Heroin Addiction
Heroin is an illegal, very addictive, opiate type drug. Heroin use is more widespread than any other opiate. Heroin is processed from morphine, a naturally occurring substance extracted from the seed pod of certain varieties of poppy plants. Heroin is usually sold as a white or brownish powder, or as the black sticky substance known on the streets as "black tar heroin." Although purer heroin has become more common recently, most heroin sold on the street is "cut" with other drugs or with substances such as sugar, starch, powdered milk, or quinine. Some street variety heroin may also be cut with strychnine or other toxic chemicals. Because heroin addicts do not know the actual strength of the heroin they obtain or its true contents, they are constantly at risk of overdose or death. Heroin addiction also poses others dangers because of the possiblity of transmission of HIV and other life threatening diseases that can occur from sharing needles or other injection equipment.

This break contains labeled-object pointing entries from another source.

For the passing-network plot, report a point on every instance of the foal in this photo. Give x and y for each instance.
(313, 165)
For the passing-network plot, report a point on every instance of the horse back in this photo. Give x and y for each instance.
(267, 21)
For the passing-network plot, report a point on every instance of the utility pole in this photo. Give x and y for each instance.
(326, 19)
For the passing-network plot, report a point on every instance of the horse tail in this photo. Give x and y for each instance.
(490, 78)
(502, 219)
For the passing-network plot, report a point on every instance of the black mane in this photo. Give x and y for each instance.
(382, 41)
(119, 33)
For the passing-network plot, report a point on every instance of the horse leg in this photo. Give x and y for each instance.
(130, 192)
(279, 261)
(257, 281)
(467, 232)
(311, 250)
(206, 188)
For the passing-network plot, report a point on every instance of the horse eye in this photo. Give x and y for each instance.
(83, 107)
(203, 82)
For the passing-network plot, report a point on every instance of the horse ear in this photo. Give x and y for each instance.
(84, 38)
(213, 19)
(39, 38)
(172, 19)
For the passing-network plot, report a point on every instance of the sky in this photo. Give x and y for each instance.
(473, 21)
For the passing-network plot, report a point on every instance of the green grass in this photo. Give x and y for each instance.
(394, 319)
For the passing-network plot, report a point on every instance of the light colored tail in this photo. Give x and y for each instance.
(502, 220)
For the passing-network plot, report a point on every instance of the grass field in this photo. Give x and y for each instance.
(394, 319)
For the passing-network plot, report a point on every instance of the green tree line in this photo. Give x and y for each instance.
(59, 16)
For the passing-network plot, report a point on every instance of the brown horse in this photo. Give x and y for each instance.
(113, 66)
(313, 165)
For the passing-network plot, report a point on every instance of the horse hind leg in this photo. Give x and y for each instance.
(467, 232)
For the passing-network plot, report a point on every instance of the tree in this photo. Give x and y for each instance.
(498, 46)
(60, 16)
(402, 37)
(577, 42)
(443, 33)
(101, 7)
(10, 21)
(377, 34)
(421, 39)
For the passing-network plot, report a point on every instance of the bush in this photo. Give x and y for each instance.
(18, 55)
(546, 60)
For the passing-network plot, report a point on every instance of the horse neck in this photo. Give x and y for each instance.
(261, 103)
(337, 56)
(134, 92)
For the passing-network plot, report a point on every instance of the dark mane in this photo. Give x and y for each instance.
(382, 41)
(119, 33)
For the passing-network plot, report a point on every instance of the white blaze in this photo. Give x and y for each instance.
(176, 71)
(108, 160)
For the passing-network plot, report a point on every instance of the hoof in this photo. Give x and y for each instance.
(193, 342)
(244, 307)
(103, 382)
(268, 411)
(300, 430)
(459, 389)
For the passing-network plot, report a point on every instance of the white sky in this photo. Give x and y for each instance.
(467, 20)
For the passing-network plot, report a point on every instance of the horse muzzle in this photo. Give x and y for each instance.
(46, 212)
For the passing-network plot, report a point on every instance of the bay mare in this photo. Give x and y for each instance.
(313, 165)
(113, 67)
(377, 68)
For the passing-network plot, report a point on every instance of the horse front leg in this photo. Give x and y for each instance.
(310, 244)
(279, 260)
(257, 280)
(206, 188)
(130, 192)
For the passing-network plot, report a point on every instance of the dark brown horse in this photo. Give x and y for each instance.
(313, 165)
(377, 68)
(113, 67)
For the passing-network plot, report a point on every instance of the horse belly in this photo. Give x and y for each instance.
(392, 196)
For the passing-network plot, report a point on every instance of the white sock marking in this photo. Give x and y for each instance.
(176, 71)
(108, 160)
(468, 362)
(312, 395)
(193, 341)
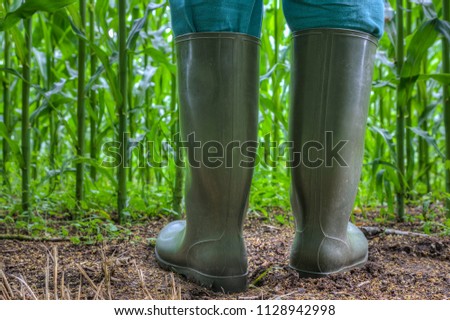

One of the most detrimental long-term effects of heroin is heroin addiction itself. Heroin addiction is a chronic problem characterized by compulsive heroin seeking and heroin use, and by neurochemical and molecular changes in the brain. Heroin also produces a profound degree of tolerance and physical dependence to the drug, which are powerful motivating factors for compulsive use resulting in addiction. As with regular use of any addictive opiate, heroin addicts gradually begin to spend more time and energy obtaining and using heroin to get high and to avoid withdrawal symptoms. Once addiction occurs, the heroin addict's primary purpose in life becomes seeking and using heroin.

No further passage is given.